Yes, she said, and it brought me to tears. To be given this permission, to be allowed to enter the peaceful quiet of her existence. A feeling like being borne into finer air.

I closed the door behind me and followed her into the living room, where the well-organized turnings of her life revealed themselves to me.

The apartment was all glossy marble and high ceilings, but her belongings were few and meaningful.

The book she had left face-down on the sofa.

The little white candle burning on the coffee table, smelling of vanilla.

The cup of tea next to it. Single cup, I thought and let myself breathe.

But then, as though my sheer presence in her space had disturbed her balance, she clamped a hand over her mouth and collapsed to the floor.

For a long while, I just watched her, shocked, pained, as she sobbed noiselessly into her palm.

As if she hurt too much to leave a sound.

With an indescribable pressure in my chest, I knelt on the floor next to her, wanting to hold her but not knowing if I was allowed to touch her, if she was crying out of relief or something else entirely.

Swallowing hard, I asked, “Can I hold you?”

She let out a muted gasp, and before I knew it, she was whirling around and wrapping her arms around my neck. Because to her I wasn’t a stranger, and this wasn’t a leap of faith. Because she knew me perhaps more intimately than I knew myself.

It was so easy then. To pull her between my knees, cup the back of her head, and keep her face pressed against my throat.

Everything about this moment was familiar to me.

The softness of her hair, the slight pressure of her breasts against my sternum, the scent of her skin, like a perfume you’d once worn obsessively and forgotten all about.

“You’re Anya,” I whispered against her temple.

She cried even harder then, her whole body shaking like a leaf in my arms. I held her as tightly as I could without hurting her, not letting myself breathe until she was able to, until she finally sighed in absolute, transcendent relief, “Yes. I’m Anya.”

She bent back her neck, and our eyes locked again.

Her tearful blue eyes that I somehow knew so well.

I could almost envision it now. Not only the life we’d had in there but also the life we could have here, right now.

Rediscovering each other, reshaping the terms of our intimacy, communicating each of our needs through word and touch and feeling, and then satisfying those needs more deeply and honestly than we had ever done with anyone else before.

Our bond surpassing every obstacle, every commonality.

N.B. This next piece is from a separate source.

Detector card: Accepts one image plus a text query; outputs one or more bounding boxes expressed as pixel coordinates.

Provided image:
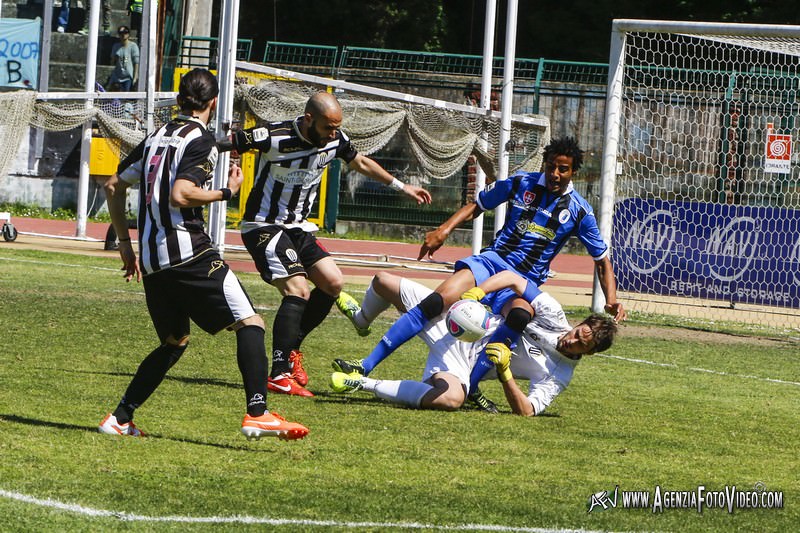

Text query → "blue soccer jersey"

Until we were able to relive that moment again.

I feel so safe right now. So I could finally tell her that she was, and that she would always, always be safe with me.

At last, fully confronted by the unrealized dream of this life, I brushed the hair back from her face, tracing with my thumb the soft blade of her cheekbone. “I got your postcard,” I told her.

Tremulously, she exchanged her breath with mine, so close our faces were, her fingers at my nape forbidding me from drawing back.

Then, shyly, she smiled. A small, perfect smile. “I’m glad you did,” she said. “I never got yours.”

“I’m sorry,” I murmured, not fully understanding her but wanting to. Wanting desperately to understand everything. “I can send you another one, if you want.”

Something shifted in her gaze, softened, and she pulled me close again, sighing, “Kai.”

Nothing had ever moved me more than this. Her voice calling to me.

“Anya,” I called back, caving into her, my forehead dropping on her clavicle, almost touching her with my mouth, almost kissing her, almost wanting to do more than that.

“I’m really scared right now,” I exhaled, and, God, I was scared.

Scared of myself. Scared of her and all the things she was making me feel by existing for a mere second in my life.

Although she would probably tell you that it was not only a second.

It was much longer and much more complex than that, my body and soul remembering things my mind couldn’t.

And that frightened me too. The unknowable parts of myself.

The unknowable parts of life. The fact that some things, most things, would never be known or understood by any of us, and that all we could do against this obliterating mystery was hold on to each other.

“I’m really scared too,” she said, pulling me closer.

Yes, hold on to each other. And, in any case, find a way to live.